Les Liaisons dangereuses is a French epistolary novel by Pierre Choderlos de Laclos, first published in four volumes by Durand Neveu from March 23, 1782.
It is the story of the Marquise de Merteuil and the Vicomte de Valmont, two rivals (and ex-lovers) who use seduction as a weapon to humiliate and degrade others, all the while enjoying their cruel games and boasting about their manipulative talents. It has been claimed to depict the decadence of the French aristocracy shortly before the French Revolution, thereby exposing the perversions of the so-called Ancien Régime. However, it has also been described as an amoral story.
As an epistolary novel, the book is composed entirely of letters written by the various characters to each other. In particular, the letters between Valmont and the Marquise drive the plot, with those of their victims and other characters serving as contrasting figures to give the story its depth. It is often claimed to be the source of the saying “Revenge is a dish best served cold”, a paraphrased translation of “La vengeance est un plat qui se mange froid” (more literally, “Revenge is a dish that is eaten cold”). However, the expression does not actually occur in the original novel in any form.
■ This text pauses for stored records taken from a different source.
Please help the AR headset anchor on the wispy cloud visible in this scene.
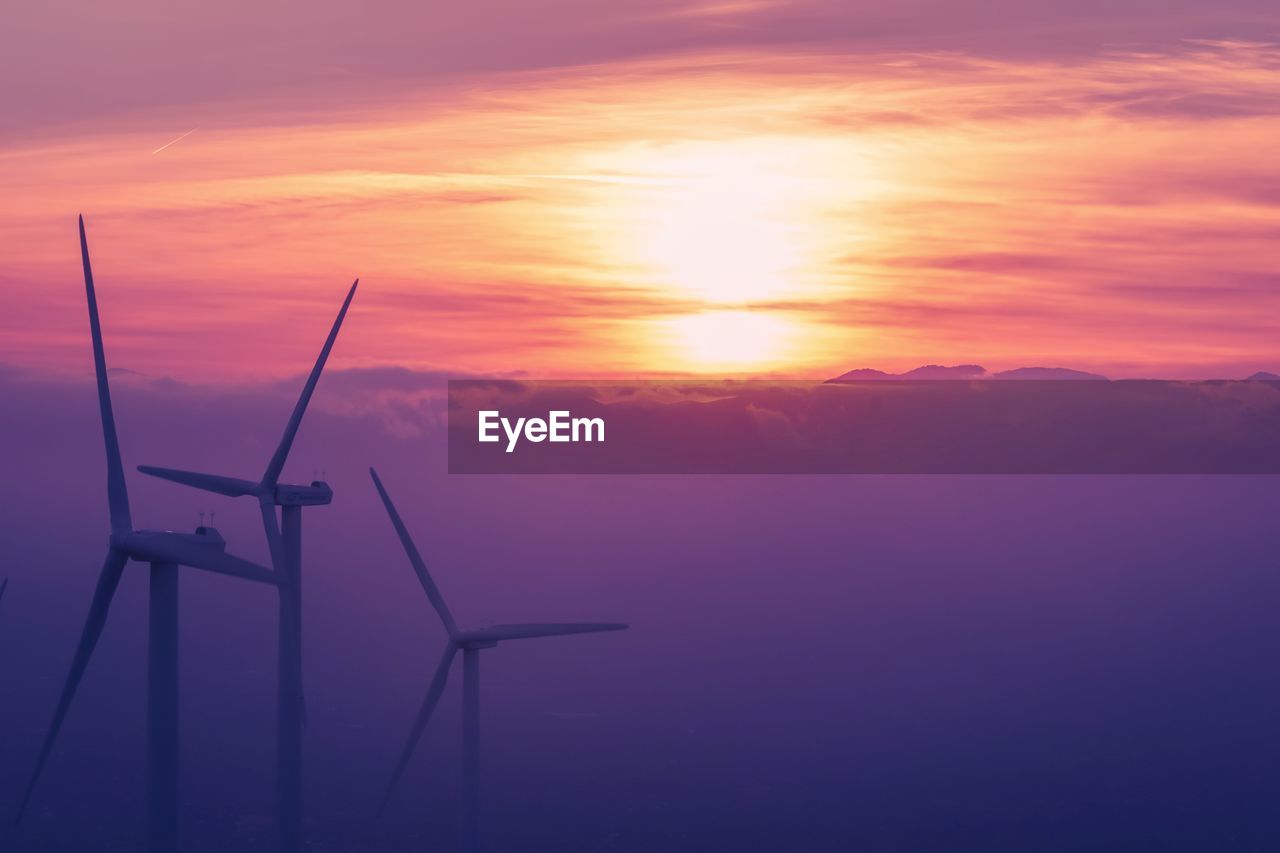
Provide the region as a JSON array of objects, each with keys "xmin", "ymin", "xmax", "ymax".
[{"xmin": 3, "ymin": 39, "xmax": 1280, "ymax": 378}]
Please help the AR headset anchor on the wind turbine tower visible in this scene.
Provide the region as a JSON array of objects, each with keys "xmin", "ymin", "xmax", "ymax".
[
  {"xmin": 138, "ymin": 279, "xmax": 357, "ymax": 853},
  {"xmin": 15, "ymin": 218, "xmax": 277, "ymax": 853},
  {"xmin": 370, "ymin": 468, "xmax": 628, "ymax": 853}
]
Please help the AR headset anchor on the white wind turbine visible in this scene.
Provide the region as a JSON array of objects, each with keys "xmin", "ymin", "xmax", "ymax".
[
  {"xmin": 135, "ymin": 279, "xmax": 357, "ymax": 853},
  {"xmin": 369, "ymin": 467, "xmax": 628, "ymax": 853},
  {"xmin": 14, "ymin": 217, "xmax": 279, "ymax": 853}
]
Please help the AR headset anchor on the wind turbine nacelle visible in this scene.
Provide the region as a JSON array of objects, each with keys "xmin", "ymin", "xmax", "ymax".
[
  {"xmin": 275, "ymin": 481, "xmax": 334, "ymax": 507},
  {"xmin": 113, "ymin": 527, "xmax": 229, "ymax": 561},
  {"xmin": 192, "ymin": 526, "xmax": 227, "ymax": 546}
]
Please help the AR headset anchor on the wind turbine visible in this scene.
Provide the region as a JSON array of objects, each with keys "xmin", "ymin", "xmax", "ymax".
[
  {"xmin": 369, "ymin": 468, "xmax": 627, "ymax": 853},
  {"xmin": 14, "ymin": 217, "xmax": 278, "ymax": 853},
  {"xmin": 136, "ymin": 278, "xmax": 357, "ymax": 853}
]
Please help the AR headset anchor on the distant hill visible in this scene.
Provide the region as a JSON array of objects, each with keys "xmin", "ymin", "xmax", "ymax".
[
  {"xmin": 901, "ymin": 364, "xmax": 987, "ymax": 379},
  {"xmin": 827, "ymin": 364, "xmax": 1109, "ymax": 382},
  {"xmin": 1245, "ymin": 371, "xmax": 1280, "ymax": 381},
  {"xmin": 826, "ymin": 368, "xmax": 894, "ymax": 381},
  {"xmin": 993, "ymin": 367, "xmax": 1107, "ymax": 381}
]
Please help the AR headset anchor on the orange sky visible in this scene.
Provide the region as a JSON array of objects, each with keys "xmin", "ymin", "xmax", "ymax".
[{"xmin": 4, "ymin": 31, "xmax": 1280, "ymax": 380}]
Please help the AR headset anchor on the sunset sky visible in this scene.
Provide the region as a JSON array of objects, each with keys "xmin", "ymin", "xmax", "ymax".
[{"xmin": 4, "ymin": 1, "xmax": 1280, "ymax": 380}]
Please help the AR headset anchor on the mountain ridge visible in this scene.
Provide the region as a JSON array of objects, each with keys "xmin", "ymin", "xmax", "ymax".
[
  {"xmin": 827, "ymin": 364, "xmax": 1107, "ymax": 382},
  {"xmin": 826, "ymin": 365, "xmax": 1280, "ymax": 382}
]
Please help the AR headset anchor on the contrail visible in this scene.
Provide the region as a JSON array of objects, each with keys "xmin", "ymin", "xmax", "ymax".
[{"xmin": 151, "ymin": 128, "xmax": 197, "ymax": 155}]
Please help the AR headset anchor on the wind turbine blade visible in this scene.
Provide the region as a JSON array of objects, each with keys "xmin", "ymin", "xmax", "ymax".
[
  {"xmin": 137, "ymin": 465, "xmax": 260, "ymax": 497},
  {"xmin": 468, "ymin": 623, "xmax": 629, "ymax": 643},
  {"xmin": 0, "ymin": 576, "xmax": 7, "ymax": 605},
  {"xmin": 377, "ymin": 644, "xmax": 457, "ymax": 817},
  {"xmin": 368, "ymin": 468, "xmax": 457, "ymax": 637},
  {"xmin": 135, "ymin": 535, "xmax": 277, "ymax": 585},
  {"xmin": 255, "ymin": 497, "xmax": 308, "ymax": 722},
  {"xmin": 80, "ymin": 217, "xmax": 131, "ymax": 534},
  {"xmin": 260, "ymin": 279, "xmax": 358, "ymax": 489},
  {"xmin": 258, "ymin": 495, "xmax": 289, "ymax": 574},
  {"xmin": 15, "ymin": 547, "xmax": 128, "ymax": 823}
]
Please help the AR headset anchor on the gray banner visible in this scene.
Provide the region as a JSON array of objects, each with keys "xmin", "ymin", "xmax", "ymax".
[{"xmin": 448, "ymin": 379, "xmax": 1280, "ymax": 474}]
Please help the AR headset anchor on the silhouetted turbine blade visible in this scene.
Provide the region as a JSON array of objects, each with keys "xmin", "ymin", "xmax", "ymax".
[
  {"xmin": 257, "ymin": 496, "xmax": 306, "ymax": 723},
  {"xmin": 137, "ymin": 465, "xmax": 261, "ymax": 497},
  {"xmin": 80, "ymin": 216, "xmax": 131, "ymax": 534},
  {"xmin": 258, "ymin": 495, "xmax": 289, "ymax": 573},
  {"xmin": 0, "ymin": 576, "xmax": 7, "ymax": 605},
  {"xmin": 469, "ymin": 623, "xmax": 629, "ymax": 643},
  {"xmin": 260, "ymin": 279, "xmax": 358, "ymax": 489},
  {"xmin": 15, "ymin": 547, "xmax": 128, "ymax": 823},
  {"xmin": 369, "ymin": 468, "xmax": 458, "ymax": 637},
  {"xmin": 137, "ymin": 536, "xmax": 277, "ymax": 585},
  {"xmin": 377, "ymin": 643, "xmax": 457, "ymax": 818}
]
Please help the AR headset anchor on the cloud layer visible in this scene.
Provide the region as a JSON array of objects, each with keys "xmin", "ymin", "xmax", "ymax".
[{"xmin": 3, "ymin": 7, "xmax": 1280, "ymax": 379}]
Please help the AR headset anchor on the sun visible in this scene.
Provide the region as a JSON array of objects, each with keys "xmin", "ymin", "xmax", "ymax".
[
  {"xmin": 657, "ymin": 310, "xmax": 796, "ymax": 372},
  {"xmin": 639, "ymin": 143, "xmax": 824, "ymax": 304},
  {"xmin": 576, "ymin": 135, "xmax": 879, "ymax": 371},
  {"xmin": 602, "ymin": 136, "xmax": 864, "ymax": 306},
  {"xmin": 643, "ymin": 165, "xmax": 806, "ymax": 304}
]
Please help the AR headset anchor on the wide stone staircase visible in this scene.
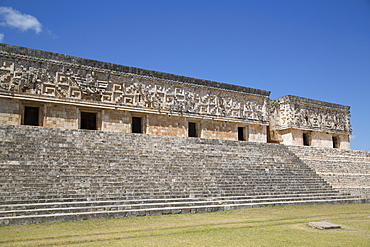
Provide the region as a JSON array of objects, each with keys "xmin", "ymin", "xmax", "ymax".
[
  {"xmin": 0, "ymin": 125, "xmax": 365, "ymax": 225},
  {"xmin": 287, "ymin": 145, "xmax": 370, "ymax": 200}
]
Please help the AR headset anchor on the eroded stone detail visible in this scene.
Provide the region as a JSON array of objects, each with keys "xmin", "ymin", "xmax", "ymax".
[
  {"xmin": 0, "ymin": 44, "xmax": 353, "ymax": 148},
  {"xmin": 0, "ymin": 54, "xmax": 268, "ymax": 123},
  {"xmin": 270, "ymin": 96, "xmax": 351, "ymax": 134}
]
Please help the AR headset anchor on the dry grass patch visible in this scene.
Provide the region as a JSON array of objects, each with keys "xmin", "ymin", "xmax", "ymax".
[{"xmin": 0, "ymin": 203, "xmax": 369, "ymax": 246}]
In a well-known essay on Les Liaisons dangereuses, which has often been used as a preface to French editions of the novel, André Malraux argues that, despite its debt to the libertine tradition, Les Liaisons dangereuses is more significant as the introduction of a new kind of character in French fiction. The Marquise de Merteuil and the Vicomte de Valmont, Malraux writes, are creations “without precedent”. They are “the first [in European literature] whose acts are determined by an ideology”.
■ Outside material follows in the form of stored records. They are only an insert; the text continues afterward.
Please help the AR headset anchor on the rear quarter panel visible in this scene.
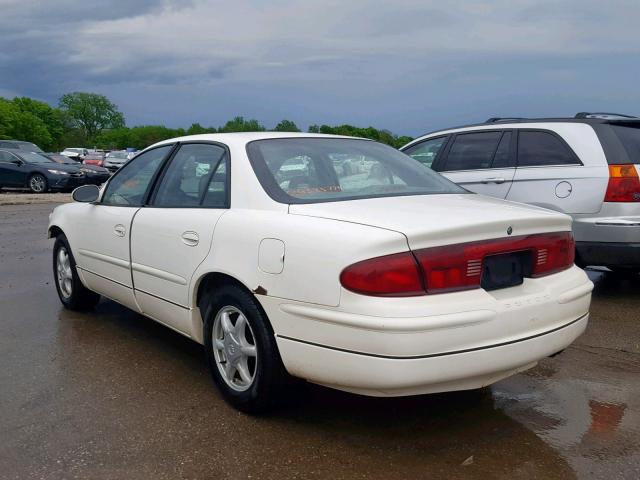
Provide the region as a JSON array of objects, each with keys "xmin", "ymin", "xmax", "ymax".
[{"xmin": 190, "ymin": 209, "xmax": 409, "ymax": 307}]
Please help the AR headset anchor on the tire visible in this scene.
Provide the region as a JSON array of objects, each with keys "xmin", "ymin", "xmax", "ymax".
[
  {"xmin": 200, "ymin": 284, "xmax": 289, "ymax": 413},
  {"xmin": 29, "ymin": 173, "xmax": 48, "ymax": 193},
  {"xmin": 53, "ymin": 234, "xmax": 101, "ymax": 310}
]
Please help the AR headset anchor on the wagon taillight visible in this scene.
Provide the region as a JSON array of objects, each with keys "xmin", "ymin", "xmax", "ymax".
[{"xmin": 604, "ymin": 164, "xmax": 640, "ymax": 202}]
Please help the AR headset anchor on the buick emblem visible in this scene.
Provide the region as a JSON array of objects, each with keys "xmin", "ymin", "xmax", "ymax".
[{"xmin": 507, "ymin": 226, "xmax": 513, "ymax": 235}]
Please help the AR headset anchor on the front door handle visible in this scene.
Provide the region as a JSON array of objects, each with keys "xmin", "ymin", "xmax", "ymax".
[
  {"xmin": 181, "ymin": 231, "xmax": 199, "ymax": 247},
  {"xmin": 481, "ymin": 177, "xmax": 506, "ymax": 184},
  {"xmin": 114, "ymin": 224, "xmax": 126, "ymax": 237}
]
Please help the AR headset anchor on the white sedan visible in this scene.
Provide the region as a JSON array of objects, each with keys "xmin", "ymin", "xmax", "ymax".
[{"xmin": 49, "ymin": 133, "xmax": 593, "ymax": 412}]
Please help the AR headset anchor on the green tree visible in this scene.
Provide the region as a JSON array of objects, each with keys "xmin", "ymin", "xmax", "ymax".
[
  {"xmin": 187, "ymin": 123, "xmax": 216, "ymax": 135},
  {"xmin": 59, "ymin": 92, "xmax": 125, "ymax": 143},
  {"xmin": 273, "ymin": 119, "xmax": 300, "ymax": 132},
  {"xmin": 219, "ymin": 116, "xmax": 265, "ymax": 133},
  {"xmin": 11, "ymin": 97, "xmax": 65, "ymax": 150},
  {"xmin": 0, "ymin": 97, "xmax": 54, "ymax": 149}
]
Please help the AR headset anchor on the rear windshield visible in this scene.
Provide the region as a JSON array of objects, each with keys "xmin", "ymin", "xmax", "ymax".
[
  {"xmin": 610, "ymin": 125, "xmax": 640, "ymax": 163},
  {"xmin": 246, "ymin": 138, "xmax": 465, "ymax": 204}
]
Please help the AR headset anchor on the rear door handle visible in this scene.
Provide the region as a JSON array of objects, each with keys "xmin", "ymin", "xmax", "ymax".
[
  {"xmin": 481, "ymin": 177, "xmax": 506, "ymax": 184},
  {"xmin": 181, "ymin": 231, "xmax": 199, "ymax": 246},
  {"xmin": 114, "ymin": 224, "xmax": 126, "ymax": 237}
]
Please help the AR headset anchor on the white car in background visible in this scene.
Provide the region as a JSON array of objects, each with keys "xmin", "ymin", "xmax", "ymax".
[
  {"xmin": 402, "ymin": 113, "xmax": 640, "ymax": 274},
  {"xmin": 61, "ymin": 148, "xmax": 88, "ymax": 162},
  {"xmin": 48, "ymin": 133, "xmax": 592, "ymax": 412},
  {"xmin": 103, "ymin": 150, "xmax": 130, "ymax": 172}
]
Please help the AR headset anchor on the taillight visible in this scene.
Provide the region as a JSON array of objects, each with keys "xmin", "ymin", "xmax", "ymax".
[
  {"xmin": 339, "ymin": 252, "xmax": 424, "ymax": 297},
  {"xmin": 340, "ymin": 232, "xmax": 575, "ymax": 297},
  {"xmin": 604, "ymin": 164, "xmax": 640, "ymax": 202}
]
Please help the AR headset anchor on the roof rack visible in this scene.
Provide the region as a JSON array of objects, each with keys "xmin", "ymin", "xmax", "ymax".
[
  {"xmin": 485, "ymin": 117, "xmax": 529, "ymax": 123},
  {"xmin": 574, "ymin": 112, "xmax": 638, "ymax": 119}
]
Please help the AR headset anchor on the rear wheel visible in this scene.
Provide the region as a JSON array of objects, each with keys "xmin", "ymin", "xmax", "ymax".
[
  {"xmin": 200, "ymin": 285, "xmax": 289, "ymax": 413},
  {"xmin": 29, "ymin": 173, "xmax": 48, "ymax": 193},
  {"xmin": 53, "ymin": 234, "xmax": 100, "ymax": 310}
]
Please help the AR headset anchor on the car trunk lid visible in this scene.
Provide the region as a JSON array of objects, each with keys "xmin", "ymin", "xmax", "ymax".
[{"xmin": 289, "ymin": 193, "xmax": 571, "ymax": 251}]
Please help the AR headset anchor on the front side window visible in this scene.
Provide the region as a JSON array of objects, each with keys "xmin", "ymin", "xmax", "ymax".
[
  {"xmin": 441, "ymin": 131, "xmax": 503, "ymax": 171},
  {"xmin": 102, "ymin": 145, "xmax": 172, "ymax": 206},
  {"xmin": 246, "ymin": 138, "xmax": 464, "ymax": 204},
  {"xmin": 403, "ymin": 136, "xmax": 448, "ymax": 168},
  {"xmin": 152, "ymin": 143, "xmax": 228, "ymax": 208},
  {"xmin": 517, "ymin": 131, "xmax": 580, "ymax": 167}
]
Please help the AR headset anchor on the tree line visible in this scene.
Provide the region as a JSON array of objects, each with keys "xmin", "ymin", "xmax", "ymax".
[{"xmin": 0, "ymin": 92, "xmax": 413, "ymax": 151}]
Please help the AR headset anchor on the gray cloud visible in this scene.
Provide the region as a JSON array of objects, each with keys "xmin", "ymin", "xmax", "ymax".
[{"xmin": 1, "ymin": 0, "xmax": 639, "ymax": 134}]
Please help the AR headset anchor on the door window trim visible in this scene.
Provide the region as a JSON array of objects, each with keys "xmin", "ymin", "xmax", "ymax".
[
  {"xmin": 434, "ymin": 129, "xmax": 515, "ymax": 173},
  {"xmin": 515, "ymin": 129, "xmax": 583, "ymax": 168},
  {"xmin": 145, "ymin": 140, "xmax": 231, "ymax": 209}
]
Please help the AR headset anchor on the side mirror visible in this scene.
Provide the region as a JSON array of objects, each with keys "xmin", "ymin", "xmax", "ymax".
[
  {"xmin": 72, "ymin": 184, "xmax": 100, "ymax": 203},
  {"xmin": 11, "ymin": 159, "xmax": 22, "ymax": 165}
]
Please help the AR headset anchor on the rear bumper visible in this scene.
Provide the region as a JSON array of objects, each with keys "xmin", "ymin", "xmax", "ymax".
[
  {"xmin": 261, "ymin": 266, "xmax": 592, "ymax": 396},
  {"xmin": 276, "ymin": 314, "xmax": 587, "ymax": 396},
  {"xmin": 576, "ymin": 241, "xmax": 640, "ymax": 269}
]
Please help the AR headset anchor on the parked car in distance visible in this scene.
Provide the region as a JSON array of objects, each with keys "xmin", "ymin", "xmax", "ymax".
[
  {"xmin": 0, "ymin": 140, "xmax": 45, "ymax": 153},
  {"xmin": 48, "ymin": 133, "xmax": 592, "ymax": 412},
  {"xmin": 61, "ymin": 148, "xmax": 88, "ymax": 161},
  {"xmin": 45, "ymin": 153, "xmax": 111, "ymax": 186},
  {"xmin": 103, "ymin": 150, "xmax": 130, "ymax": 172},
  {"xmin": 82, "ymin": 152, "xmax": 106, "ymax": 167},
  {"xmin": 0, "ymin": 149, "xmax": 87, "ymax": 193},
  {"xmin": 402, "ymin": 113, "xmax": 640, "ymax": 274}
]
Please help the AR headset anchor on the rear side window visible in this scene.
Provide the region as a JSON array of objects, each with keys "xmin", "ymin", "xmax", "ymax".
[
  {"xmin": 403, "ymin": 136, "xmax": 448, "ymax": 168},
  {"xmin": 517, "ymin": 131, "xmax": 580, "ymax": 167},
  {"xmin": 442, "ymin": 131, "xmax": 502, "ymax": 171},
  {"xmin": 610, "ymin": 125, "xmax": 640, "ymax": 164},
  {"xmin": 152, "ymin": 143, "xmax": 228, "ymax": 208}
]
In a manner, Les Liaisons dangereuses is a literary counterthesis to the epistolary novel as executed with Richardson’s Pamela; or, Virtue Rewarded. Whereas Richardson uses the technique of letters to provide the reader with a feeling of knowing the protagonist’s true and intimate thoughts, Laclos’ use of this literary device is exactly opposite: by presenting the reader with grossly conflicting views from the same writer when addressing different recipients, it is left to the reader to reconcile story, intentions and characters behind the letters. The use of duplicitous characters with one virtuous face can be viewed as a complex criticism of the immensively popular naïve moral epistolary novel.